Меньше всего я ожидал, что меня отошьет госпожа Фредебейль. Я  думал,  она
разразится длинной проповедью на тему о браке и начнет  упрекать  меня  за
отношение к Марии: иногда и она вела себя как упрямый ортодокс, но  у  нее
это получалось по-женски мило; однако, когда я приезжал в  Бонн  и  звонил
ей, она обычно в шутку требовала, чтобы я снова помог  ей  на  кухне  и  в
детской. Должно быть, я в ней ошибся или же она  опять  была  беременна  и
плохо себя чувствовала. У меня не хватило духу  позвонить  ей  еще  раз  и
постараться выведать, что с ней. Она была всегда так приветлива  со  мною.
Скорее всего Фредебейль оставил ей "точные инструкции", как меня отшить. Я
часто размышлял над тем, что жены в своей преданности мужьям доходят порой
до полного идиотизма. Госпожа Фредебейль была еще  слишком  молода,  чтобы
почувствовать, как сильно уязвила меня ее подчеркнутая холодность; и уж во
всяком случае она  не  способна  понять,  что  ее  супруг  просто-напросто
приспособленец и болтун, который любой ценой делает себе карьеру, и что он
"устранит" даже свою родную бабушку, если  она  будет  стоять  у  него  на
дороге. Наверное, он сказал ей: "От Шнира  надо  отделаться",  и  она  без
колебаний отделалась от меня. Она подчинялась ему во всем;  раньше,  когда
он считал, что я могу быть ему как-то полезен, она была со мной мила,  что
соответствовало ее натуре, теперь ей пришлось нагрубить мне,  хотя  это  и
претило ее натуре. Может быть, конечно, я был несправедлив к ним обоим,  и
они поступали, как им велела совесть. Если Мария и в самом деле  вышла  за
Цюпфнера, то, помогая  мне  установить  с  ней  связь,  они  бы  совершили
греховный поступок... а то, что Цюпфнер являлся  именно  тем  человеком  в
Федеральном объединении, который мог пригодиться Фредебейлю, не обременяло
их совесть. Ведь они обязаны поступать правильно и  праведно  даже  тогда,
когда это им самим идет  на  пользу.  Сам  Фредебейль  поразил  меня  куда
меньше, чем его жена. На его счет я никогда не питал иллюзий, и  даже  тот
факт, что он теперь агитировал за ХДС, не мог меня удивить.

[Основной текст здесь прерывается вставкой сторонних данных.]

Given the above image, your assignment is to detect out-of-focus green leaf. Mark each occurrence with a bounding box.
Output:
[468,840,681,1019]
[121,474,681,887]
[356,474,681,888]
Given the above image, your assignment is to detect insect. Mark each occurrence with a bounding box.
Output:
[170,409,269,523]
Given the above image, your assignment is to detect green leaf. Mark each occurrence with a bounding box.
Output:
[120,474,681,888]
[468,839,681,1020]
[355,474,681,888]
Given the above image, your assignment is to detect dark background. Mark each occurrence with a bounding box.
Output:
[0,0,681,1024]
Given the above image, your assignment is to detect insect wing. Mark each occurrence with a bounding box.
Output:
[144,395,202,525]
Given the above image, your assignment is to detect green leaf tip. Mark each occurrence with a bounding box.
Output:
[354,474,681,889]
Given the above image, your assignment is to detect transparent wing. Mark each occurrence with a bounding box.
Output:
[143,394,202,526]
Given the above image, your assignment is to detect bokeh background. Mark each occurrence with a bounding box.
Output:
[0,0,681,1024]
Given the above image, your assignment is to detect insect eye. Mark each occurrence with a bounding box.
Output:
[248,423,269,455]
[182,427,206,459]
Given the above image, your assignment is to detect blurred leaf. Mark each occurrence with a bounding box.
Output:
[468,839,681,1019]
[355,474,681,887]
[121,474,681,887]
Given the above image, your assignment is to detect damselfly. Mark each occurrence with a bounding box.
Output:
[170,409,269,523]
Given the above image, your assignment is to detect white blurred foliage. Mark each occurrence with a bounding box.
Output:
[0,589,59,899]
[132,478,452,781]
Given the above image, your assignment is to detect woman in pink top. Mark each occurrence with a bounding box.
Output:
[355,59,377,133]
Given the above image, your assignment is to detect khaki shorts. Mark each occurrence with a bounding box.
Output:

   Я опять поставил коньяк в холодильник, на этот раз окончательно.
   Теперь я, пожалуй, начну звонить им всем подряд, чтобы уж  покончить  с
этими католическими деятелями. Почему-то я вдруг взбодрился и по дороге из
кухни в комнату даже перестал хромать.
   Встроенный шкаф и дверь чулана в передней и те были цвета ржавчины.
   На звонок к Кинкелю я возлагал меньше всего надежд... и все  же  набрал
его номер. Кинкель всегда изображал себя  восторженным  поклонником  моего
таланта, а каждый,  кто  знаком  с  нашим  ремеслом,  понимает,  что  даже
скромная  похвала  последнего  рабочего  сцены  наполняет   грудь   актера
непомерным  ликованием.  Мне  очень  хотелось   нарушить   покой   доброго
христианина Кинкеля, и еще у меня была задняя мысль: может  быть,  Кинкель
проболтается, и я узнаю, где теперь Мария.  Он  был  главой  их  "кружка";
когда-то он изучал богословие, но  отказался  от  духовной  карьеры  из-за
красивой женщины и стал юристом; у  него  семеро  детей,  и  он  считается
"одним из самых способных специалистов по социальным вопросам".  Возможно,
он и является таковым, не мне об этом судить. Еще до  моего  знакомства  с
Кинкелем Мария дала мне прочесть его  брошюру  "Путь  к  новому  порядку";
изучив сей опус, который мне, кстати, понравился, я решил, что автор его -
высокий блондин несколько болезненного вида; потом меня познакомили с ним,
и  я  увидел  грузного  господина  небольшого  росточка  с  густой  черной
шевелюрой, просто-таки "пышущего здоровьем", и я никак  не  мог  поверить,
что это и есть тот самый Кинкель. Может быть, я так  несправедлив  к  нему
именно потому, что он выглядит совсем иначе, чем я его представлял.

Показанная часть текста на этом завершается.